The number of comments that followed her article were overwhelming, to say the least; there were the grateful, the curious, the enthusiastic; those who shared Dana’s sentiments and those who didn’t.
As a result, we decided to select five questions from the comment list for Dana to answer that will hopefully shine a light on the story behind her personal wisdom.
Q1: This is a good list, and so true! The one thing I couldn’t wrap my head around is “Give Up Attachment”. Could you elaborate a bit more on that?
Dana: Love and attachment are two different things. Love is a feeling and an act that is selfless, kind and pure, whereas attachment comes from a place of fear. In love, you have to accept the reality of having to let go eventually. It’s a preparation that takes time and practice (as everything else on my list), but it is the awareness that is important.
Love should not stop just because you have to say goodbye, when it is unrequited, or when things are no longer working out. Never regret having loved! If you let go of attachment you do not let go of love – love is not something you let go of, but rather, you let go of the fear of losing that something or someone you’re attached to. Because nothing in this life is eternal, you see.
Q2. You could have added more things. The only way to be happy is through meditation!
Dana: Yes, I do believe in the power of meditation. I meditate too, but the list focuses on what to give up for happiness. Meditation is a great tool to help us find balance and peace of mind; most importantly, it helps us connect with our real selves.
I’d like to believe that what I shared through my article is something that anyone, anywhere (regardless of their choices, preferences or lifestyle), are hopefully able to apply into their lives.
Q3. Could you advise us on how to let go of the things on your list rather than just what to do?
Dana: We all have our own different paths to walk with our own unique experiences in the journey of letting go. What I do know for sure is that release comes the moment you decide to let go of your need for approval and your need to impress others. That’s when your whole life will start to change.
For me, it happened when I realized that the only person I needed to get approval from was myself! When you start to prioritize your own approval for your actions, that’s when you are able to move on to the other steps listed, and have power over your life.
I’m still in the process of giving up these 15 things as well, although I have fully accepted their truth and impact. There is no end to personal growth, and time should not be a factor when it comes to achieving happiness. We should all remember that life is a journey not a destination.
4. I like your list but wanted to know how you have experienced this? What have you given up to be happy?
Dana: I have experienced many things that led me to realize – in one way or another – that letting go of these things will make me happy. But my job is not done yet; I believe this is something you need to work on your entire life.
You will still find yourself looking for approval and feeling the need to control things. Family members you seek approval from; your boss, whom you want to see what you’re really capable of; people around you whom you want to like you, or whose behaviors and future you want to control. But you know what? It can’t be done, so you decide that it’s time to take a closer look at how you’re living your life and realize that sometimes letting go is the greatest thing you can do for yourself and others.

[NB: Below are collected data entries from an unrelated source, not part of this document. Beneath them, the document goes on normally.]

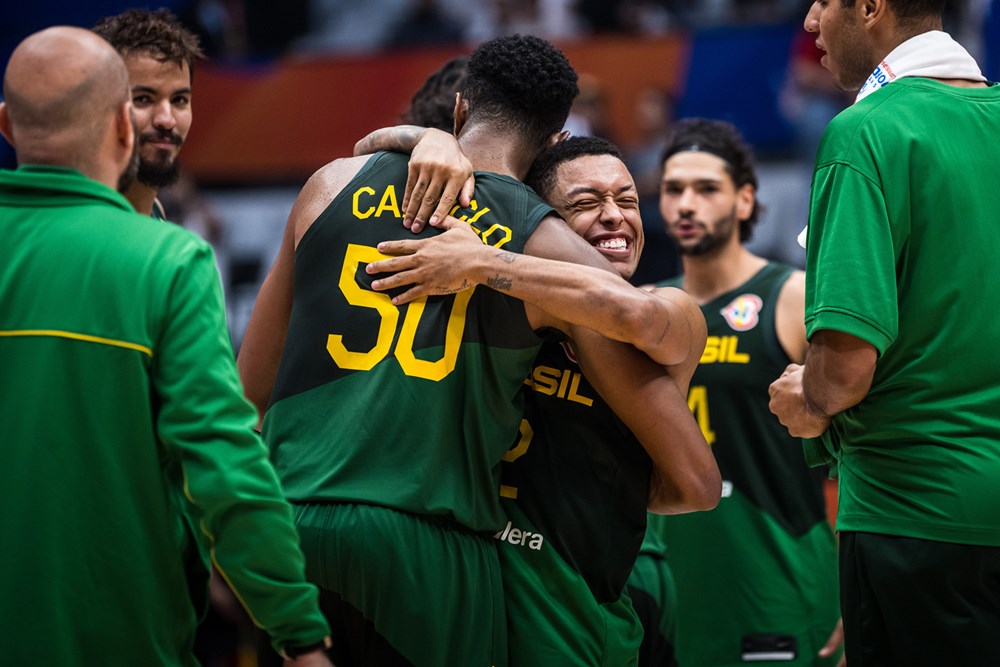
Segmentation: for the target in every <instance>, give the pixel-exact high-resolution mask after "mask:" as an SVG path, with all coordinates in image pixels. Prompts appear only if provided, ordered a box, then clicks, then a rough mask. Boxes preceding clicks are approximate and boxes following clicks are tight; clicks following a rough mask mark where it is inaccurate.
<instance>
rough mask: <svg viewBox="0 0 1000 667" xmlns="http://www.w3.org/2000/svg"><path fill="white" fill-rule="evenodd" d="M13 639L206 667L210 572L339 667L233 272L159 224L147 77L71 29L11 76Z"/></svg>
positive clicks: (35, 43) (175, 663)
mask: <svg viewBox="0 0 1000 667" xmlns="http://www.w3.org/2000/svg"><path fill="white" fill-rule="evenodd" d="M3 92H4V98H5V103H4V104H0V132H2V133H3V135H4V137H6V139H7V140H8V141H9V142H10V144H11V145H12V146H13V147H14V151H15V153H16V155H17V159H18V164H19V165H20V166H19V167H18V169H17V170H16V171H3V172H0V234H2V236H3V238H4V242H3V243H2V244H0V303H2V304H3V307H2V308H0V359H3V364H4V369H3V372H2V373H0V396H2V397H3V398H2V400H0V421H2V423H3V425H4V437H3V446H2V447H0V465H2V466H3V469H4V471H5V472H6V473H7V478H6V479H5V481H4V483H3V484H2V485H0V532H2V534H3V535H6V536H9V538H10V545H9V548H5V549H3V550H0V573H2V574H0V588H2V590H3V595H2V596H0V626H2V627H3V632H4V637H5V638H6V641H4V648H3V651H4V661H5V662H9V663H11V664H44V665H70V664H87V665H91V664H95V665H96V664H105V663H108V664H121V665H194V664H197V661H196V659H195V657H194V655H193V652H192V649H193V642H194V637H195V628H196V625H197V622H198V618H199V617H200V614H201V611H202V610H203V609H204V604H205V599H206V596H207V587H206V583H207V579H208V570H207V568H206V566H205V564H204V563H203V561H202V560H201V558H200V553H199V550H198V548H197V546H196V542H197V539H198V538H196V534H198V535H204V536H207V539H208V540H210V542H211V544H212V557H213V560H214V562H215V563H216V564H217V566H218V567H219V570H220V571H222V572H224V573H225V574H226V576H227V578H228V581H229V582H230V583H231V584H232V586H233V588H234V589H235V590H237V591H239V593H240V595H241V599H242V600H243V601H244V602H245V603H246V605H247V608H248V609H249V610H251V613H252V614H253V616H254V617H255V618H256V619H257V621H258V622H259V623H260V624H261V625H262V627H264V628H266V629H267V631H268V632H270V633H271V636H272V640H273V644H274V647H275V648H276V649H279V650H283V651H285V653H286V654H288V655H290V656H297V657H298V658H299V659H300V660H299V661H297V662H296V663H295V664H302V665H305V664H306V662H307V661H310V662H311V663H312V664H317V665H322V664H325V665H329V662H328V661H326V659H325V656H324V655H323V652H322V651H321V650H320V648H321V647H322V646H323V643H324V641H325V638H327V637H328V633H329V627H328V626H327V624H326V622H325V621H324V619H323V617H322V615H321V613H320V611H319V606H318V595H317V591H316V589H315V588H314V587H313V586H311V585H309V584H307V583H306V581H305V579H304V574H303V569H304V568H303V558H302V554H301V552H300V551H299V549H298V547H297V538H296V534H295V529H294V527H293V525H292V520H291V511H290V509H289V507H288V504H287V503H286V502H285V500H284V498H283V496H282V493H281V488H280V486H279V484H278V481H277V478H276V477H275V474H274V470H273V469H272V468H271V466H270V465H269V464H268V462H267V459H266V455H265V450H264V447H263V445H262V443H261V441H260V439H259V437H258V436H257V435H256V434H255V433H254V432H253V429H252V426H253V424H254V423H255V421H256V419H255V414H254V410H253V408H252V407H251V406H250V405H249V404H248V403H247V401H246V400H245V399H244V398H243V396H242V394H241V389H240V384H239V380H238V378H237V374H236V368H235V364H234V362H233V358H232V351H231V348H230V345H229V336H228V333H227V330H226V325H225V315H224V310H223V304H222V293H221V289H220V286H219V279H218V274H217V273H216V270H215V262H214V260H213V257H212V251H211V249H210V248H209V247H208V245H207V244H206V243H205V242H203V241H201V240H200V239H198V238H197V237H195V236H194V235H193V234H191V233H190V232H187V231H185V230H183V229H180V228H178V227H175V226H172V225H163V224H160V223H158V222H156V221H153V220H151V219H150V218H149V217H148V216H143V215H139V214H137V213H136V211H135V210H134V209H133V207H132V206H131V205H130V204H129V202H128V201H127V200H126V199H125V198H124V197H123V196H122V195H121V194H119V193H118V192H115V191H114V190H113V189H112V188H113V187H114V186H115V185H123V186H127V185H128V184H129V182H130V180H131V177H132V176H133V175H134V174H133V173H126V175H125V177H124V178H123V177H122V174H123V172H130V171H131V165H132V164H133V163H134V160H133V155H134V145H135V129H134V126H133V122H132V120H131V118H130V114H131V103H130V101H129V92H128V71H127V70H126V68H125V65H124V63H123V62H122V59H121V58H120V57H119V55H118V54H117V53H115V51H114V49H113V48H111V47H110V46H109V45H108V43H107V42H105V41H104V40H102V39H100V38H98V37H97V36H95V35H94V34H93V33H91V32H89V31H87V30H81V29H79V28H67V27H57V28H50V29H48V30H45V31H42V32H40V33H36V34H34V35H32V36H30V37H28V38H27V39H25V40H24V41H23V42H22V43H21V44H20V45H18V47H17V48H16V49H15V51H14V53H13V54H12V55H11V58H10V61H9V64H8V66H7V69H6V72H5V74H4V82H3Z"/></svg>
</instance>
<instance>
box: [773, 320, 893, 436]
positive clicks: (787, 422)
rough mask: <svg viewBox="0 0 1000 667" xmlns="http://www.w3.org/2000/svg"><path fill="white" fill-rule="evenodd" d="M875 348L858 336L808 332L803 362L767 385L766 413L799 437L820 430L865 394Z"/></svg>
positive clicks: (856, 401)
mask: <svg viewBox="0 0 1000 667" xmlns="http://www.w3.org/2000/svg"><path fill="white" fill-rule="evenodd" d="M877 360H878V352H877V351H876V349H875V347H874V346H872V345H871V344H870V343H867V342H865V341H863V340H861V339H860V338H856V337H854V336H851V335H850V334H846V333H842V332H840V331H833V330H829V329H824V330H821V331H817V332H816V333H815V334H813V337H812V340H811V341H810V345H809V352H808V353H807V354H806V362H805V365H804V366H798V365H796V364H792V365H791V366H789V367H788V369H786V370H785V373H784V374H783V375H782V376H781V377H780V378H778V379H777V380H775V381H774V382H773V383H772V384H771V387H770V390H769V391H770V394H771V403H770V407H771V412H773V413H774V414H775V415H777V416H778V420H779V421H780V422H781V423H782V424H783V425H784V426H785V427H786V428H788V432H789V433H790V434H791V435H793V436H795V437H801V438H815V437H818V436H819V435H822V434H823V432H824V431H826V429H827V427H828V426H829V425H830V420H831V418H832V417H833V416H834V415H836V414H839V413H841V412H843V411H844V410H846V409H848V408H850V407H853V406H855V405H857V404H858V403H860V402H861V400H862V399H864V397H865V396H867V395H868V390H869V389H871V385H872V378H873V377H874V375H875V363H876V361H877Z"/></svg>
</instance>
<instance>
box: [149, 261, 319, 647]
mask: <svg viewBox="0 0 1000 667" xmlns="http://www.w3.org/2000/svg"><path fill="white" fill-rule="evenodd" d="M192 243H193V244H194V241H192ZM193 248H194V250H193V252H191V253H189V256H187V257H184V258H183V261H182V262H179V263H177V264H175V266H177V267H178V268H177V270H176V272H175V274H174V275H173V276H172V281H171V283H170V288H169V292H168V293H167V294H166V295H165V300H166V307H165V308H164V309H163V313H164V315H163V317H164V320H163V322H162V323H161V327H160V328H159V330H160V332H161V333H160V339H159V340H158V341H157V342H156V345H155V347H154V358H153V369H152V370H153V373H152V374H153V383H154V390H155V392H156V395H157V399H158V401H159V412H158V415H157V419H156V428H157V433H158V436H159V438H160V439H161V441H162V442H163V444H164V446H165V448H166V450H167V452H168V455H170V456H175V457H176V458H177V460H178V461H179V463H180V466H181V469H182V471H183V484H184V489H183V492H184V494H185V496H187V498H188V500H189V501H190V502H191V504H192V505H193V506H194V508H195V509H194V512H195V519H196V520H197V521H198V523H199V526H200V527H201V530H202V532H203V533H204V534H205V536H206V537H207V540H208V543H209V545H210V547H211V556H212V561H213V563H214V564H215V566H216V567H217V568H218V570H219V571H220V572H221V573H222V575H223V576H224V577H225V579H226V580H227V582H228V583H229V584H230V587H231V588H232V589H233V591H234V592H235V594H236V596H237V597H238V598H239V600H240V602H241V603H242V604H243V606H244V607H245V608H246V609H247V611H248V612H249V614H250V616H251V618H252V619H253V620H254V623H256V624H257V625H258V626H260V627H262V628H263V629H264V630H266V631H267V632H268V633H269V634H270V635H271V639H272V642H273V644H274V646H275V648H276V649H280V648H281V647H283V646H284V645H285V644H286V643H294V644H297V645H305V644H311V643H314V642H318V641H320V640H321V639H322V638H323V637H325V636H326V635H327V634H329V627H328V626H327V623H326V621H325V620H324V618H323V616H322V614H321V613H320V611H319V605H318V598H319V595H318V592H317V590H316V588H315V587H313V586H312V585H311V584H308V583H306V581H305V575H304V568H305V564H304V559H303V556H302V553H301V551H300V550H299V539H298V534H297V532H296V530H295V527H294V525H293V522H292V515H291V508H290V506H289V505H288V503H287V502H286V501H285V499H284V496H283V495H282V492H281V488H280V485H279V483H278V479H277V475H276V474H275V472H274V469H273V468H272V467H271V464H270V462H269V461H268V460H267V453H266V448H265V447H264V444H263V442H262V441H261V440H260V437H259V436H258V435H257V434H256V432H255V431H254V430H253V425H254V423H255V420H256V412H255V411H254V409H253V408H252V407H251V405H250V403H249V402H248V401H247V400H246V399H245V398H244V397H243V393H242V391H241V387H240V383H239V378H238V375H237V372H236V365H235V361H234V359H233V353H232V348H231V345H230V342H229V336H228V332H227V329H226V324H225V314H224V313H225V311H224V309H223V299H222V289H221V285H220V283H219V277H218V273H217V271H216V269H215V261H214V258H213V254H212V251H211V249H210V248H209V247H208V246H207V245H206V244H203V243H201V242H200V241H198V242H197V244H194V245H193Z"/></svg>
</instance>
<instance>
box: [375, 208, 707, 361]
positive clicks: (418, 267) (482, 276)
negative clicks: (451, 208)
mask: <svg viewBox="0 0 1000 667" xmlns="http://www.w3.org/2000/svg"><path fill="white" fill-rule="evenodd" d="M447 226H448V227H449V231H448V232H446V233H445V234H442V235H440V236H437V237H433V238H429V239H420V240H405V241H390V242H386V243H382V244H379V250H380V251H381V252H383V253H386V254H391V255H399V256H397V257H394V258H392V259H388V260H382V261H379V262H373V263H372V264H369V265H368V269H367V270H368V272H369V273H372V274H376V273H383V272H393V271H395V272H397V273H395V274H394V275H391V276H388V277H386V278H383V279H380V280H377V281H375V282H374V283H373V284H372V287H373V288H374V289H376V290H389V289H392V288H394V287H400V286H404V285H411V284H412V285H415V287H413V288H411V289H410V290H409V291H407V292H405V293H404V294H401V295H400V296H398V297H396V298H395V299H393V302H394V303H405V302H407V301H411V300H413V299H415V298H418V297H420V296H423V295H425V294H446V293H451V292H455V291H458V290H461V289H465V288H467V287H470V286H472V285H486V286H488V287H491V288H492V289H495V290H498V291H501V292H504V293H506V294H510V295H511V296H513V297H515V298H517V299H520V300H522V301H524V302H525V304H526V307H527V312H528V317H529V320H530V321H531V323H532V326H534V327H535V328H542V327H545V326H552V327H555V328H564V326H565V323H571V324H574V325H579V326H585V327H588V328H590V329H594V330H595V331H597V332H599V333H601V334H603V335H605V336H607V337H608V338H612V339H614V340H618V341H622V342H625V343H631V344H632V345H634V346H635V347H637V348H639V349H640V350H642V351H643V352H645V353H646V354H648V355H649V356H650V357H651V358H652V359H654V360H655V361H656V362H658V363H660V364H662V365H665V366H669V365H673V364H676V363H679V362H680V361H681V360H682V359H683V355H684V354H686V351H687V350H688V349H689V347H690V339H691V328H690V326H689V322H688V317H689V313H690V309H689V308H688V309H685V305H684V303H685V301H687V300H688V297H687V296H686V295H684V294H683V293H680V292H676V291H675V292H676V293H671V294H670V295H669V296H668V297H666V298H663V297H657V296H654V295H653V294H650V293H649V292H646V291H644V290H639V289H636V288H635V287H633V286H631V285H629V284H628V283H627V282H626V281H625V280H624V279H622V278H621V276H619V275H618V273H617V272H616V271H615V270H614V269H613V268H612V267H611V265H610V264H609V263H608V262H607V260H605V259H604V258H603V257H602V256H601V255H600V253H598V252H597V251H596V250H595V249H594V248H592V247H591V246H590V245H589V244H587V243H586V242H585V241H583V240H582V239H581V238H580V237H579V236H577V235H576V234H575V233H573V231H572V230H570V229H569V227H567V226H566V224H565V223H564V222H563V221H562V220H560V219H559V218H556V217H554V216H552V217H548V218H545V219H544V220H542V222H541V223H540V224H539V226H538V229H537V230H536V231H535V233H534V234H532V236H531V238H530V239H529V240H528V242H527V244H526V245H525V251H524V254H519V253H512V252H507V251H505V250H503V249H502V248H500V249H498V248H493V247H489V246H486V245H484V244H483V243H482V242H481V241H480V240H479V239H478V238H477V237H476V236H475V235H474V234H472V233H471V232H470V230H469V226H468V225H467V224H465V223H463V222H461V221H458V220H454V219H453V218H450V219H449V222H448V223H447ZM698 316H699V317H700V316H701V313H700V312H699V313H698Z"/></svg>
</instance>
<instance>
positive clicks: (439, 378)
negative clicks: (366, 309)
mask: <svg viewBox="0 0 1000 667" xmlns="http://www.w3.org/2000/svg"><path fill="white" fill-rule="evenodd" d="M387 258H388V255H383V254H382V253H380V252H379V251H378V250H376V249H375V248H372V247H370V246H363V245H355V244H353V243H351V244H348V246H347V252H346V253H345V255H344V265H343V267H342V268H341V271H340V283H339V287H340V291H341V292H343V293H344V297H345V298H346V299H347V302H348V303H349V304H351V305H352V306H360V307H361V308H372V309H373V310H376V311H378V314H379V316H380V318H381V320H380V321H379V326H378V335H377V336H376V337H375V346H374V347H372V349H370V350H368V351H366V352H356V351H352V350H348V349H347V348H346V347H345V346H344V337H343V336H342V335H340V334H330V335H329V336H327V339H326V351H327V352H328V353H329V354H330V357H331V358H332V359H333V360H334V362H336V364H337V366H339V367H340V368H344V369H347V370H353V371H370V370H371V369H372V368H374V367H375V365H376V364H378V363H379V362H380V361H382V360H383V359H385V358H386V357H387V356H389V352H390V351H391V349H392V340H393V338H394V337H395V333H396V328H397V326H398V324H399V308H397V307H396V306H394V305H393V304H392V301H391V299H390V297H389V295H387V294H383V293H381V292H373V291H371V290H366V289H364V288H363V287H361V286H359V285H358V283H357V281H355V279H354V276H355V275H356V274H357V271H358V266H359V265H360V264H362V263H364V264H368V263H370V262H375V261H377V260H380V259H387ZM473 291H475V288H474V287H473V288H472V289H468V290H465V291H463V292H459V293H458V294H456V295H455V302H454V304H452V308H451V315H450V316H449V317H448V329H447V332H446V333H445V341H444V354H443V355H442V356H441V358H440V359H438V360H437V361H426V360H424V359H417V357H416V355H415V354H414V352H413V341H414V338H415V337H416V334H417V325H418V324H419V323H420V316H421V315H423V313H424V308H425V307H426V305H427V297H421V298H419V299H416V300H414V301H412V302H411V303H410V304H409V307H408V308H407V309H406V316H405V317H404V318H403V328H402V330H401V331H400V332H399V342H397V343H396V360H397V361H398V362H399V365H400V367H401V368H402V369H403V372H404V373H406V374H407V375H408V376H410V377H418V378H423V379H425V380H433V381H435V382H437V381H439V380H442V379H443V378H445V377H446V376H447V375H448V374H449V373H451V372H452V371H453V370H455V362H456V360H457V359H458V349H459V346H460V345H461V343H462V334H463V333H464V332H465V313H466V311H467V310H468V307H469V300H470V299H471V298H472V293H473Z"/></svg>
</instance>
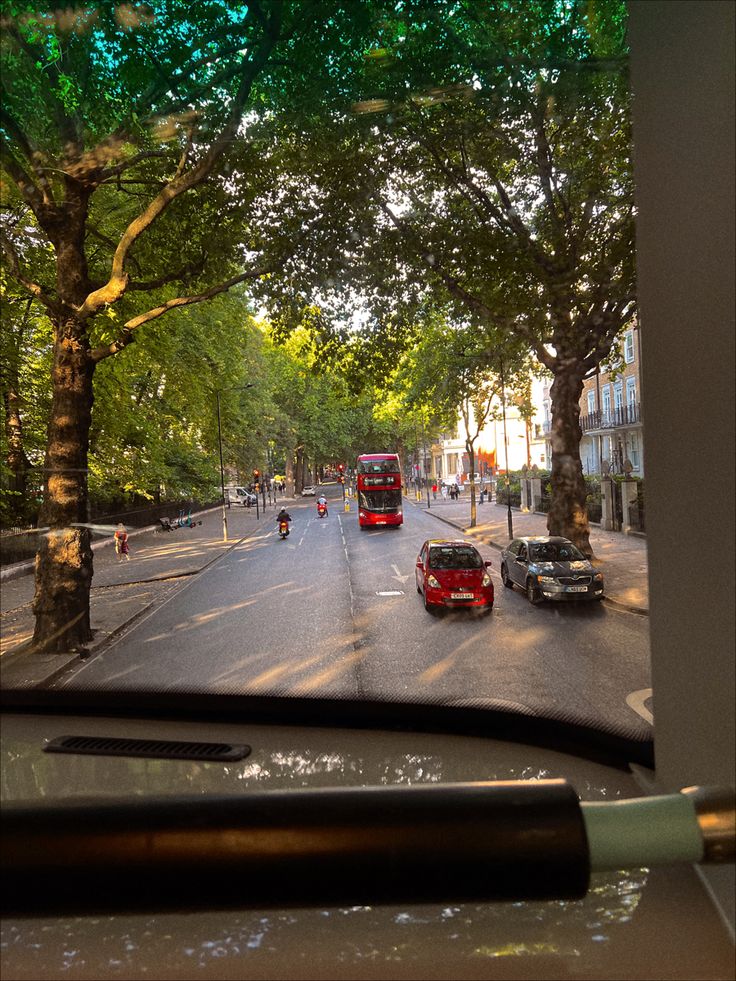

Letting go takes a lot of courage, and I have found the courage to do so many times in my life so far. By letting go, I felt like I stopped living my life on autopilot. I realized that I am in control, no one else. Of course, it takes time and a lot of work, but I enjoy being happy, so I don’t really mind the effort.
Q5. “Do you think you are right by giving all these 15 points what one should do to be happy? Happiness is so relative a notion. Some of these points are arguable to say the least. I wonder who authorized you to speak so authoritatively.”
Dana: Over the years, I have learned to always keep an open mind and be willing to try new things.
If this list doesn’t resonate with you, that is okay because happiness means different things for different people. But what I have learned from observing human behavior and studying the works of great teachers like Abraham Maslow, Wayne Dyer, Buddha, Carl Jung, Tony Robbins, and others, is the recurring theme that if you let go of these things, happiness will follow.
I cannot explain how or why my article was shared by so many readers but I do believe more people are becoming aware of the fact that we are powerful and limitless beings who are here to enjoy life and contribute to humanity’s evolution. We can only start doing so by becoming aware of who we really are. Letting go of even one of the things I shared, is a good starting point.